Desde o início da operação turca na Síria, há perto de um mês, cerca de 300 cristãos “foram forçados a deixar as cidades de Ras al-Ain, Derbasiyah, Tall Tamr e uma área de al-Malikiyah [nordeste da Síria] e temos medo que, se os combates prosseguirem, possa haver um êxodo ainda maior que pode até incluir a cidade de Qamishli, onde actualmente vivem cerca de 2.300 famílias cristãs.”

A denúncia é do padre Nidal Thomas, representante episcopal da Igreja Católica em Hassaké em declarações ao serviço noticioso da Ajuda à Igreja que Sofre (AIS) e traduzem um tom desesperado que é consequência da situação crítica que se vive naquela região da Síria, após o início da operação militar das forças turcas.

“Não sabemos o que na realidade está a acontecer.
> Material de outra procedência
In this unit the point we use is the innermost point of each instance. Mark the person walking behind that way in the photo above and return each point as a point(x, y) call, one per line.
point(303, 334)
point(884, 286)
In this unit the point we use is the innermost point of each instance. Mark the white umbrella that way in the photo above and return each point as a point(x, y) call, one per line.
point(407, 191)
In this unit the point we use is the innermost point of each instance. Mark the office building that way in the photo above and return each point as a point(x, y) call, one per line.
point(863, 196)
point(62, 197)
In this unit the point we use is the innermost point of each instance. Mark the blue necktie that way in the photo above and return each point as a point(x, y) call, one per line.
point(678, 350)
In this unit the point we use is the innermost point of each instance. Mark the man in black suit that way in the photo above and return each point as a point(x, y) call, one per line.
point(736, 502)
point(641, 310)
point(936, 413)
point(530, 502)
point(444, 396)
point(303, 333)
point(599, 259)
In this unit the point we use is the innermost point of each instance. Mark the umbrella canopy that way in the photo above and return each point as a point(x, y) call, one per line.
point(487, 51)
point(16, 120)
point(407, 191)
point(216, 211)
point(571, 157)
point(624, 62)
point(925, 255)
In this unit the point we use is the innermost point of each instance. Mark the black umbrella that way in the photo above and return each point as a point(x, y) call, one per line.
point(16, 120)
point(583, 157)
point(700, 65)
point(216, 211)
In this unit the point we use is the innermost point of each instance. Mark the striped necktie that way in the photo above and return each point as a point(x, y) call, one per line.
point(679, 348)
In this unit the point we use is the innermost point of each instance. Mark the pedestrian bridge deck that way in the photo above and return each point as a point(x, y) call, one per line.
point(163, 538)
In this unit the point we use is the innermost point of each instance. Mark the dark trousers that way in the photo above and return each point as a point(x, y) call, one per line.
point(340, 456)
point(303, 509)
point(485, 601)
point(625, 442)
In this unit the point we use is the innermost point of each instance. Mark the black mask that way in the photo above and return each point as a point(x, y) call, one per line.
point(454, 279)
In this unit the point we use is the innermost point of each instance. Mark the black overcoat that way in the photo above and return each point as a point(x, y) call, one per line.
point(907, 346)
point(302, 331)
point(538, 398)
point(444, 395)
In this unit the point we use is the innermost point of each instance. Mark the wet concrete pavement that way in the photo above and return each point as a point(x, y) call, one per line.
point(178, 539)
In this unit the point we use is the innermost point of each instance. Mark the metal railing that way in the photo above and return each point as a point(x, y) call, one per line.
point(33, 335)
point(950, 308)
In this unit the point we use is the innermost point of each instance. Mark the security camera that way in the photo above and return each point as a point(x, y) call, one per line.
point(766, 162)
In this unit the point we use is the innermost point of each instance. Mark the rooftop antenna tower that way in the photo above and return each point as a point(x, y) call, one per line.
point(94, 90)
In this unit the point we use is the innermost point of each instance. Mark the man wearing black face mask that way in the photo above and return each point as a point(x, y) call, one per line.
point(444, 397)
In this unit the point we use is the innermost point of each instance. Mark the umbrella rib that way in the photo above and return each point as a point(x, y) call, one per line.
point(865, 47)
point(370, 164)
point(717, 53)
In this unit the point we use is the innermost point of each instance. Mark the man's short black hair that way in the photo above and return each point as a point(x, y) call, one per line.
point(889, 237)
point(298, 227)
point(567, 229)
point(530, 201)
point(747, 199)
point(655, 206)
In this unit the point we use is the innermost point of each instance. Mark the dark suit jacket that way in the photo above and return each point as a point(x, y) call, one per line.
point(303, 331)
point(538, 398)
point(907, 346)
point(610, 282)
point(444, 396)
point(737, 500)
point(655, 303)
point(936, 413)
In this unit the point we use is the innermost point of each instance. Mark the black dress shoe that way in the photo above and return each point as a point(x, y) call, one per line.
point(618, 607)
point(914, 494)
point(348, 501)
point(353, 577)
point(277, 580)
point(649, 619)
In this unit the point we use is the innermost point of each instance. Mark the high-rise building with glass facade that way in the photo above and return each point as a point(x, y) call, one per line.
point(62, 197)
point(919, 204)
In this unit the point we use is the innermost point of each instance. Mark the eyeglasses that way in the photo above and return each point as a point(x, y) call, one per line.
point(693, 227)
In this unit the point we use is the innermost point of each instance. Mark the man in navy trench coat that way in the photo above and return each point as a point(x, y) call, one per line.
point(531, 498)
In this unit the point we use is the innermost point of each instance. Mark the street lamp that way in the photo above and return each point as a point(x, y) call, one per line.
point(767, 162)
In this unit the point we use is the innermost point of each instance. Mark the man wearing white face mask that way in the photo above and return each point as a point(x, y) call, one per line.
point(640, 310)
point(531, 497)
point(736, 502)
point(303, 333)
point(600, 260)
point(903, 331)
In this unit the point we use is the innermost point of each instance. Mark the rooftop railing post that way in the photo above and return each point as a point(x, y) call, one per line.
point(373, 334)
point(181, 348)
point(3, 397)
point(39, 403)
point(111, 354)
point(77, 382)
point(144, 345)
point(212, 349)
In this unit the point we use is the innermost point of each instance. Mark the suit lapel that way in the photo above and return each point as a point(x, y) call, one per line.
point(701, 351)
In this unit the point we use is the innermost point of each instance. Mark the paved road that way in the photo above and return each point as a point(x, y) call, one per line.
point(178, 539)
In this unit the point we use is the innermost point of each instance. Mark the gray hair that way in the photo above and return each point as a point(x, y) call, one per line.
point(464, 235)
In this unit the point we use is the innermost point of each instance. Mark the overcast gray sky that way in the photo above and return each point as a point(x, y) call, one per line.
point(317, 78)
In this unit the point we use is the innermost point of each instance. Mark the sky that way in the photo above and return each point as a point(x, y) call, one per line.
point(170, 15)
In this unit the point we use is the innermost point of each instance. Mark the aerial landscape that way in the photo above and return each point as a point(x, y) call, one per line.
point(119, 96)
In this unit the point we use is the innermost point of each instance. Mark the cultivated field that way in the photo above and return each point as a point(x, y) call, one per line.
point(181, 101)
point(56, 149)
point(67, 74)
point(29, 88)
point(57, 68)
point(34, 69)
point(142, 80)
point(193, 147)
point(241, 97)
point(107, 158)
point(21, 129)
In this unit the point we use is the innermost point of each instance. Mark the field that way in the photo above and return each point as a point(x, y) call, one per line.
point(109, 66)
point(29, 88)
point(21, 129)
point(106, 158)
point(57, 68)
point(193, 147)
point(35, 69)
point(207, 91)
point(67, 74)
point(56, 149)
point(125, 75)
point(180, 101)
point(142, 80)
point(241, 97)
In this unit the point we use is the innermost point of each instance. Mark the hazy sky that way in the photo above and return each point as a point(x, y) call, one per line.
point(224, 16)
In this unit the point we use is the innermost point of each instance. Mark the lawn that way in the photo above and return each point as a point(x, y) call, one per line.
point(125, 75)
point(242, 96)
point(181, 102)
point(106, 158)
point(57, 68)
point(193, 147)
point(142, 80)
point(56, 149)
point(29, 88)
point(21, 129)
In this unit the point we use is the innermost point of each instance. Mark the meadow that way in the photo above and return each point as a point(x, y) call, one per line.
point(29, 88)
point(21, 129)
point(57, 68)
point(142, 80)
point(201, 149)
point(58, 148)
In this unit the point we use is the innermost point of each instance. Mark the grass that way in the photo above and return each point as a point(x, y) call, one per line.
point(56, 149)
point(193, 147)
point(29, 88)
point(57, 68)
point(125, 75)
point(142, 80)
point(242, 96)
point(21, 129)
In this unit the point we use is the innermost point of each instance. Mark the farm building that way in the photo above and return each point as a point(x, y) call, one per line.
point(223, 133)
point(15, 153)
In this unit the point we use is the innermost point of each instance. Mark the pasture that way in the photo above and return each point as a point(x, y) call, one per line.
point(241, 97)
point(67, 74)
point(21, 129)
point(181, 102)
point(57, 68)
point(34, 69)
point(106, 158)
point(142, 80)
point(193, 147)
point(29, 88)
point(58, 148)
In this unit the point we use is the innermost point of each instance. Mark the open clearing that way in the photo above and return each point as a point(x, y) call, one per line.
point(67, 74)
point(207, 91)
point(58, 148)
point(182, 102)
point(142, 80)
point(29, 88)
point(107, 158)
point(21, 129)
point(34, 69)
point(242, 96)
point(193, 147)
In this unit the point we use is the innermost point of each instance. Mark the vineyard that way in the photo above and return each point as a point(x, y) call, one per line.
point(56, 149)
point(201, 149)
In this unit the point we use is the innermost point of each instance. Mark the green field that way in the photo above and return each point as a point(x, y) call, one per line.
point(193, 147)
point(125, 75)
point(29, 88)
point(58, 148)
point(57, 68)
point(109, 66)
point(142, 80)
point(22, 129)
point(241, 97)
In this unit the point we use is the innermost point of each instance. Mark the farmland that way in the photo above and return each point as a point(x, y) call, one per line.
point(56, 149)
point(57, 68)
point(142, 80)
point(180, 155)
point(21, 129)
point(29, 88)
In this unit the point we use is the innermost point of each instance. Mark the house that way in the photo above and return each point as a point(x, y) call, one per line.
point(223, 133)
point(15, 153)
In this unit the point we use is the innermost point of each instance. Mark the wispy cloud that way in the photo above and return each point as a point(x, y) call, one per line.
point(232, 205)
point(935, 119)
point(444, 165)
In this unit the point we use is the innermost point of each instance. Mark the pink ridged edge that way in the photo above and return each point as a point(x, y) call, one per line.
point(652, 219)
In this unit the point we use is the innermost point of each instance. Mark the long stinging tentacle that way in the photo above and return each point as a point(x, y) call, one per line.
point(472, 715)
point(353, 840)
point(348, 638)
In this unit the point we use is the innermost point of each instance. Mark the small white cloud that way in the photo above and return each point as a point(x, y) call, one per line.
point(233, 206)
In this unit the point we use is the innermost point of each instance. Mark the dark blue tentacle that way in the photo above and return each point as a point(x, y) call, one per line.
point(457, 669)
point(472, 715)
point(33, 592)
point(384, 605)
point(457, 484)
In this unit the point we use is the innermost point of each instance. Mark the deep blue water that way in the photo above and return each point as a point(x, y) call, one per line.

A cada hora, ouvimos relatos de curdos, turcos, americanos e russos, de vítimas e pessoas em fuga”, explica o padre, citado pela AIS. “Mas não sabemos qual é a verdade. A única coisa que sabemos com toda a certeza é que os atentados e, sobretudo, os massacres cometidos pelos turcos contra a nossa comunidade estão a forçar cada vez mais cristãos a fugir.”

Mesmo que saiam do território para evitar a guerra, a comunidade cristã também se depara com conflitos em outros países. A fuga para o Iraque, a atravessar uma onda de protestos violentos contra o Governo, com confrontos entre civis e forças de segurança, é inviável. Além dos turcos, também há a ameaça dos grupos jihadistas, mesmo depois da morte do líder do Daesh, Abu Bakr al Baghdadi, pelas forças americanas.

“Infelizmente”, acrescenta Nidal Thomas, a ameaça do Daesh é ainda “uma eventualidade que devemos levar em consideração”, referindo que há indicações de que muitos combatentes jihadistas estarão agora nas fileiras do chamado Exército Livre da Síria, que está na região de Ras al-Ain.